LucasAlegre / sumo-rl

Reinforcement Learning environments for Traffic Signal Control with SUMO. Compatible with Gymnasium, PettingZoo, and popular RL libraries.
https://lucasalegre.github.io/sumo-rl
MIT License
746 stars 201 forks source link

Test already trained A3C policy on 4x4 grid #137

Closed sigmarco3 closed 1 year ago

sigmarco3 commented 1 year ago

Hi , i want to test a policy already trained on a single intersection with the dqn algorithm of stable_baselines3, in a multi-agent environment as in the a3c_4x4grid example but without using the train() method because it has already been done. How could this be done?

LucasAlegre commented 1 year ago

Hi,

If you need to check how to save, load and evaluate an agent in stable-baselines3: https://stable-baselines3.readthedocs.io/en/master/

Please open an issue in their github repository, as this is not related to sumo-rl.

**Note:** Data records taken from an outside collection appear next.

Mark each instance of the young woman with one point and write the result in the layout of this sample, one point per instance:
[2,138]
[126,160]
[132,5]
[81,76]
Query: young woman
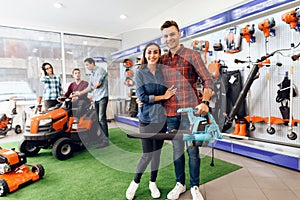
[152,119]
[52,86]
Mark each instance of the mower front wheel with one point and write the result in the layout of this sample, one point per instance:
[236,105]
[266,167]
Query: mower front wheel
[38,169]
[18,129]
[28,149]
[63,149]
[3,188]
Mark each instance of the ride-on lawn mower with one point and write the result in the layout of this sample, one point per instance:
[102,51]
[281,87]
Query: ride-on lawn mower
[58,129]
[6,122]
[15,173]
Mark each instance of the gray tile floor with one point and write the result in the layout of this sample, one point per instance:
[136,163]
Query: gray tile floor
[256,180]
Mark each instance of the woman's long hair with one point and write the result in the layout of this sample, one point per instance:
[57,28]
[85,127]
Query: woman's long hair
[144,60]
[44,68]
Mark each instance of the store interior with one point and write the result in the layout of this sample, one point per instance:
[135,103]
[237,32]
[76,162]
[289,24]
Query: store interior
[258,40]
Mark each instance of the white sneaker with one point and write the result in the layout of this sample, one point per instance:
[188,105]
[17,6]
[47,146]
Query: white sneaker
[177,190]
[196,194]
[130,192]
[155,193]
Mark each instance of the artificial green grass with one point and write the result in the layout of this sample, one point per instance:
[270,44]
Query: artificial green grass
[106,173]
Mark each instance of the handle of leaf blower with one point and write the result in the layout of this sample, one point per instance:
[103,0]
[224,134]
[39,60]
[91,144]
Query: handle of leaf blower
[239,61]
[295,57]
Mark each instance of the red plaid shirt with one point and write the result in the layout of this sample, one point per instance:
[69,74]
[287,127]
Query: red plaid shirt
[182,71]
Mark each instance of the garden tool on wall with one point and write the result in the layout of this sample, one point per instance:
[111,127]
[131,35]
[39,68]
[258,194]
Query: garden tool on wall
[248,33]
[270,120]
[292,19]
[251,77]
[267,27]
[233,41]
[129,74]
[201,45]
[295,57]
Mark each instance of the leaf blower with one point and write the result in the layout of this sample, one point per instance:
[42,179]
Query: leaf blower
[292,18]
[248,33]
[201,45]
[267,27]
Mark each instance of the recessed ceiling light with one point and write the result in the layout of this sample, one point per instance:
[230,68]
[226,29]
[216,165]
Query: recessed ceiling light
[58,5]
[122,16]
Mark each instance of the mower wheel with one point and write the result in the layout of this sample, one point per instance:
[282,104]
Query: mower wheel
[38,169]
[63,148]
[271,130]
[4,131]
[28,149]
[18,129]
[3,188]
[252,127]
[292,136]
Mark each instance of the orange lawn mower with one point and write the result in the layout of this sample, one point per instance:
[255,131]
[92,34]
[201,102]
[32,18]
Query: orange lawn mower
[6,122]
[15,173]
[58,129]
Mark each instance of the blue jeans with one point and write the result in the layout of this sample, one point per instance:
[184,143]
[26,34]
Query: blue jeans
[100,107]
[182,123]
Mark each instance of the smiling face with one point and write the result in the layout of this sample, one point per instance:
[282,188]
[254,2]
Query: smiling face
[76,75]
[171,37]
[152,54]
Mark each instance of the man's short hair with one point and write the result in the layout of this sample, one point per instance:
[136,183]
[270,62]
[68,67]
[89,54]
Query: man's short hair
[168,24]
[90,60]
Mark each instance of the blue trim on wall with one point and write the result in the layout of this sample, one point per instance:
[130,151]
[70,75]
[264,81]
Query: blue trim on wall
[240,12]
[247,151]
[259,154]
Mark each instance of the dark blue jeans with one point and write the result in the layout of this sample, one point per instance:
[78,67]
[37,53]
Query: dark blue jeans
[100,107]
[182,123]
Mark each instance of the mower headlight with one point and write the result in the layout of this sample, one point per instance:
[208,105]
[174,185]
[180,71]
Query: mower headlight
[45,122]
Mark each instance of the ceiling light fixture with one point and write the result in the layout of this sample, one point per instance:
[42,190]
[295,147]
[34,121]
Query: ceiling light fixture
[58,5]
[122,16]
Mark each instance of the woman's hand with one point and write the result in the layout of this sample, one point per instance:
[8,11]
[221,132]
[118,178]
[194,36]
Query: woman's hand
[170,92]
[202,109]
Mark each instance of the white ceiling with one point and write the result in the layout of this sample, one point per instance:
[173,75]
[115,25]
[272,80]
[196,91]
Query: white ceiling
[100,17]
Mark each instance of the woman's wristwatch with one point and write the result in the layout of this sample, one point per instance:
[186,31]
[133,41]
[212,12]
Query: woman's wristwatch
[205,102]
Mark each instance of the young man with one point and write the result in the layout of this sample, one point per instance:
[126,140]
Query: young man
[79,102]
[182,67]
[98,85]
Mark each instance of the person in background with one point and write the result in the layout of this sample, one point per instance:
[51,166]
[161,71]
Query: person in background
[152,119]
[182,67]
[78,102]
[98,85]
[52,86]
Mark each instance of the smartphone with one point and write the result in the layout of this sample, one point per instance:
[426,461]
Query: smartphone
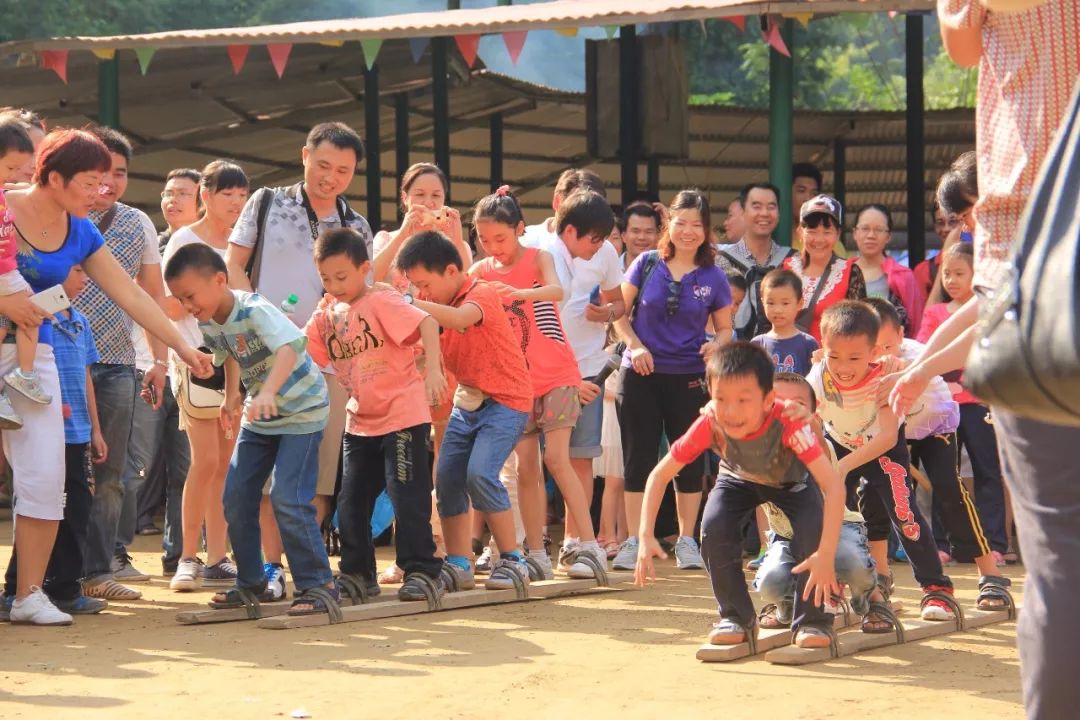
[52,300]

smarianimore commented 1 year ago

If I understand correctly the OP question I have a similar issue: what is the correct way to exploit an already trained policy within a SUMO-RL environment. I know how to save and load a model in stable-baselines3 and Ray Rllib, for instance, but I'm uncertain about how the code in a SUMO-RL environment should look like.

Let's take for instance the example at https://github.com/LucasAlegre/sumo-rl/blob/master/experiments/a3c_4x4grid.py: how would lines 39--51 change if I already have a policy trained that I do not want to re-train?

Should they be changed to look like lines 73--75 in example https://github.com/LucasAlegre/sumo-rl/blob/master/experiments/sb3_grid4x4.py?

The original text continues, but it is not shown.